Some of Armenia's top pop stars have been singing for their suppers at presidential election campaign rallies. Here are some notes from my column in The Moscow Times; for more images and info on the Armenian campaign circus, see photo-journalist Onnik Krikorian's blog.As the race for the Armenian presidency heats up, with candidates hurling abuse at each other and gunshots fired outside campaign offices, pop music has emerged as a significant propaganda tool in this increasingly fierce struggle for power. Last week, Serzh Sarkisian, the current prime minister and the favoured candidate of the political establishment, deployed Armenia’s 2008 Eurovision Song Contest hopeful Sirusho (pictured above) as he chased the youth vote.
Sirusho is a winsome but chaste-looking former child star who seems to specialise in romantic ballads with an ethno twist.

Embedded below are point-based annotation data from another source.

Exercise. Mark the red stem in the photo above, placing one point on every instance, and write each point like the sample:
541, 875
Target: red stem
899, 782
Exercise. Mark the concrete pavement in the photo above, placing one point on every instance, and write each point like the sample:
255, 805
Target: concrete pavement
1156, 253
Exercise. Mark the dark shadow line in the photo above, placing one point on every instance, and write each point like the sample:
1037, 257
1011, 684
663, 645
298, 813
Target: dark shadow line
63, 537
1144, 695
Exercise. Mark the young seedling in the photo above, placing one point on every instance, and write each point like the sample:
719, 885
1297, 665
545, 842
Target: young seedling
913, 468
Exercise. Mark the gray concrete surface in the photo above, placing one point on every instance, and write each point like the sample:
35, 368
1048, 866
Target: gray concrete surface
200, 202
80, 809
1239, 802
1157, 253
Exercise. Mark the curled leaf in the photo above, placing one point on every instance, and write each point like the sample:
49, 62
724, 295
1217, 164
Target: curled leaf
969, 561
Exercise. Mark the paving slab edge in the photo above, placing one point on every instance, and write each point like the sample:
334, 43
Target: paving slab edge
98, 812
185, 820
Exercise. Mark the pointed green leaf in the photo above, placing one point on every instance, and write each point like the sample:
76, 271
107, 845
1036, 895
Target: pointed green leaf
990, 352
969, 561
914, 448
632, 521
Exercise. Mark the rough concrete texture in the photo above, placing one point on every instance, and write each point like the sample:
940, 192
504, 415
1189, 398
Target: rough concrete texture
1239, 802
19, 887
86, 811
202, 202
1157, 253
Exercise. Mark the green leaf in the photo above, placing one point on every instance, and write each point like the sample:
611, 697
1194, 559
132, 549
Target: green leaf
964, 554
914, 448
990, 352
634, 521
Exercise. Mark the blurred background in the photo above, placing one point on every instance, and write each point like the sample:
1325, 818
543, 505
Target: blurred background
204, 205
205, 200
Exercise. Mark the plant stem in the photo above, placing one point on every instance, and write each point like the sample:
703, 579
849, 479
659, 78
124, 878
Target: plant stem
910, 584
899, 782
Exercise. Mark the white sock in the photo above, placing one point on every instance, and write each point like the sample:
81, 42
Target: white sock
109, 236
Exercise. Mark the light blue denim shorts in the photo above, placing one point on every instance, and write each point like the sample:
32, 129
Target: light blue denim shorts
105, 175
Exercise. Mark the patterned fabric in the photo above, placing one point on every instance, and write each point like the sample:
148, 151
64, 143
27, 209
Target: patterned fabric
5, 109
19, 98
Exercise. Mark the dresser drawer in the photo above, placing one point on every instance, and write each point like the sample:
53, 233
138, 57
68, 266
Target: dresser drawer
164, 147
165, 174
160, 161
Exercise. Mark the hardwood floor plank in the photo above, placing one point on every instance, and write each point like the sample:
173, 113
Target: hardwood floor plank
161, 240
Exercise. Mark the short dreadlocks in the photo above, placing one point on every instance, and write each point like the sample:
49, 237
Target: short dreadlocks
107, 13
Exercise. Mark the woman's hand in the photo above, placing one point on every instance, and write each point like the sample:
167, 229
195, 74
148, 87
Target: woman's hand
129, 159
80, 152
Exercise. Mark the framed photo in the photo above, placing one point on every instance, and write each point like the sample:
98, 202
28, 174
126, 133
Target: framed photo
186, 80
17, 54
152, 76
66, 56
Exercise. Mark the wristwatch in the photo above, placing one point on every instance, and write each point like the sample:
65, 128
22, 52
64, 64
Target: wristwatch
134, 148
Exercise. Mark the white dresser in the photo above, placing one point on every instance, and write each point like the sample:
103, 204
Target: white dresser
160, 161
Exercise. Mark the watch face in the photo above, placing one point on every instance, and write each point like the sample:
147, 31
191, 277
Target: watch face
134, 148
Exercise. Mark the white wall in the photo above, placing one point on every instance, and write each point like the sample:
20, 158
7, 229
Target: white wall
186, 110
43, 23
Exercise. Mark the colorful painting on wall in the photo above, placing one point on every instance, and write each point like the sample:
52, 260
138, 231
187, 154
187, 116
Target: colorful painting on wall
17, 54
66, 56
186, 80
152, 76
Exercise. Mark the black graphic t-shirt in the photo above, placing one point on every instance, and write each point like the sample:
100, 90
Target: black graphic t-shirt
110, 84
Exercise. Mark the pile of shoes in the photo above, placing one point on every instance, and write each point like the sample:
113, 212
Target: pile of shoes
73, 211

She’s one of a series of Armenian pop stars who’ve joined the Sarkisian roadshow and publicly declared that they’re down with Serzh. “We have not made that decision forcedly,” one of the politically-committed crooners insisted. “We did that with the call of the heart.”
When it comes to sugar-sweet choruses and faux-R&B grooves, the opposition candidates seem to be lagging behind. However, Levon Ter-Petrosian, the first president of post-Soviet Armenia who recently made a dramatic comeback and is challenging for the top job again, does have a feisty little ringtone available for download from his website, featuring a campaign-trail chant over a breathless house groove. It’s called Struggle, which fits nicely with the clenched-fist campaign logo and Warhol-style portrait on the site, as Ter-Petrosian seeks to portray himself as the righteous avenger riding into town to confront a ruling elite which he has compared to a criminal gang.